Redesign: gate completion on the ACTUAL enqueued count (note_enqueued), and in
finish() SYNCHRONOUSLY transfer any layers the notifier didn't fire for (KV is fully
written post-forward, no event needed). Net: the per-layer set == kv_data_ptrs,
byte-identical to the monolithic send; robust to any model firing fewer hooks than
KV buffers. The fired layers stay overlapped with the forward.
Unit tests updated (25 pass): fallback transfers the missed layers; submit failures
still report -1.
Co-Authored-By: Claude Opus 4.8 (1M context) <noreply@anthropic.com>
Complete the lever-A hot-path integration behind SGLANG_CP_SHARED_KV_PER_LAYER_TRANSFER:
- PerLayerTransferContext: add num_layers + a completion event so finish() waits
until ALL layers are processed before wait_batch_transfers (never races ahead of
the worker threads and silently drops in-flight layers); times out to FAILURE.
- PerLayerTransferManager: has_room (for the swap) + drop (abort/failure drain so
outstanding RDMA finishes before pages are reclaimed).
- MooncakeKVManager.register_per_layer_transfer: build + register a context before
the forward, reusing send()'s exact CP filter (no re-derivation).
- transfer_worker: when a room is per-layer-active, wait those transfers (finish)
instead of the monolithic send_kvcache -- no double-send; aux/state/completion
unchanged. The skip path drops the context on abort/failure.
- prefill scheduler: _register_per_layer_transfers(batch) before run_batch, scoped
(first impl) to single-forward, no-cached-prefix requests (the notifier transfers
forward-written pages; chunked/cached-prefix are HiCache-loaded -> lever B).
Unit-tested (25 cases). e2e output-equality + TTFT verification next.
Co-Authored-By: Claude Opus 4.8 (1M context) <noreply@anthropic.com>
Add MooncakeKVManager.build_per_layer_context: assembles a PerLayerTransferContext
from the SAME CP-filtered (prefill_kv_indices, dst_kv_indices) the post-forward
transfer uses — so the bytes moved are byte-identical to the monolithic path, and
the CP owner mapping is NOT re-derived (eliminating the #1 correctness risk).
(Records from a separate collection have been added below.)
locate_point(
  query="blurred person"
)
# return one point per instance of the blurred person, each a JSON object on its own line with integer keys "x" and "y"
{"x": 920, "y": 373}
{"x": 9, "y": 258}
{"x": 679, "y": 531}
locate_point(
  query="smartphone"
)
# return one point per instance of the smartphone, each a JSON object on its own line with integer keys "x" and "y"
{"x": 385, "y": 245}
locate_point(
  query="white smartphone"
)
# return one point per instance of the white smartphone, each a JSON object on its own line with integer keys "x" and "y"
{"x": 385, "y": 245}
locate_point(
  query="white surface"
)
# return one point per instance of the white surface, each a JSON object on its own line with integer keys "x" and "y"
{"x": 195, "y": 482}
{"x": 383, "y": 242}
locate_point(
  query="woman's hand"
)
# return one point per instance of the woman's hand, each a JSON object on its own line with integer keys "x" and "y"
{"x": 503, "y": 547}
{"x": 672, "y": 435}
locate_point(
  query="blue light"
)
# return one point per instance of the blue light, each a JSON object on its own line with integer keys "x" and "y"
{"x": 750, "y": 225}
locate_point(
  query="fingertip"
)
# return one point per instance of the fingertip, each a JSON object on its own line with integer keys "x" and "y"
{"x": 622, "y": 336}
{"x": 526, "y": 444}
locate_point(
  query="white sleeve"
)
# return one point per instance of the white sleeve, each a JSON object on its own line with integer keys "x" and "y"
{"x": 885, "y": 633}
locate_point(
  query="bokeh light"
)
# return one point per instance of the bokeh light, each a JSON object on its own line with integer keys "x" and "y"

It
mirrors the MLA branch of _send_kvcache_generic exactly (get_mla_kv_ptrs_with_pp +
group_concurrent_contiguous + build_layer_blocks, verified set_transfer_blocks-
identical). Returns None for MHA / unregistered decode / empty owned set.
Unit-tested (4 cases): per-layer address correctness + the None guards. Remaining
A3-step3: call this in the send/scheduler flow (register before forward, finish
after, skip the main-KV monolithic send), then output-equality + TTFT verification.
Co-Authored-By: Claude Opus 4.8 (1M context) <noreply@anthropic.com>
Add build_layer_blocks: the pure per-layer transfer-address computation (src/dst
addrs + lengths for layer L's owned page blocks), the core of the context's
get_blocks closure. Mirrors the mooncake set_transfer_blocks math; the page index
lists are identical across layers, so only the per-layer base ptr + item_len
change. Unit-tested (3 cases incl. the cross-layer invariant). 27 per-layer/async
tests green total.
The remaining A3 step assembles get_blocks from the scheduler's per-request data
(transfer_infos dst indices + decode_kv_args_table dst ptrs + out_cache_loc src +
CP owner filter) before run_batch, and reconciles finish() with send_kv_chunk —
the hot-path integration, to be verified by the bitwise-equivalence harness.
Co-Authored-By: Claude Opus 4.8 (1M context) <noreply@anthropic.com>
Add PerLayerTransferManager: owns a worker thread-pool + the active per-request
contexts for the current forward batch, registered as a KV-pool notifier.
on_layer_end (forward thread) records ONE CUDA event on the compute stream and
enqueues (ctx, layer, event) per active context; workers do the event-wait +
async submit OFF the forward thread. finish(room) waits the request's transfers.
event_factory/current_stream injected for unit-testability (no CUDA needed).
Unit-tested (5 manager cases, 11 total in test_cp_per_layer_transfer.py):
per-active-ctx enqueue with the event recorded on the stream, worker-step submit +
mark-failed-on-exception, finish pop + idempotency, no-op when idle. The A3
scheduler wiring (notifier registration + setup-before-forward + finish-after +
no-double-send reconcile) is the remaining hot-path step; plan locked in
lever-a-implementation-plan.md.
Co-Authored-By: Claude Opus 4.8 (1M context) <noreply@anthropic.com>
Add PerLayerTransferContext: the per-request coordinator for overlapped per-layer
KV transfer. submit_layer(layer_id, event) waits the layer's CUDA write event (on
a background thread, never the compute stream) before async-submitting that
layer's RDMA via the G1 path, so the transfer never reads a layer before its
write kernel finished — the core correctness invariant for the forward overlap.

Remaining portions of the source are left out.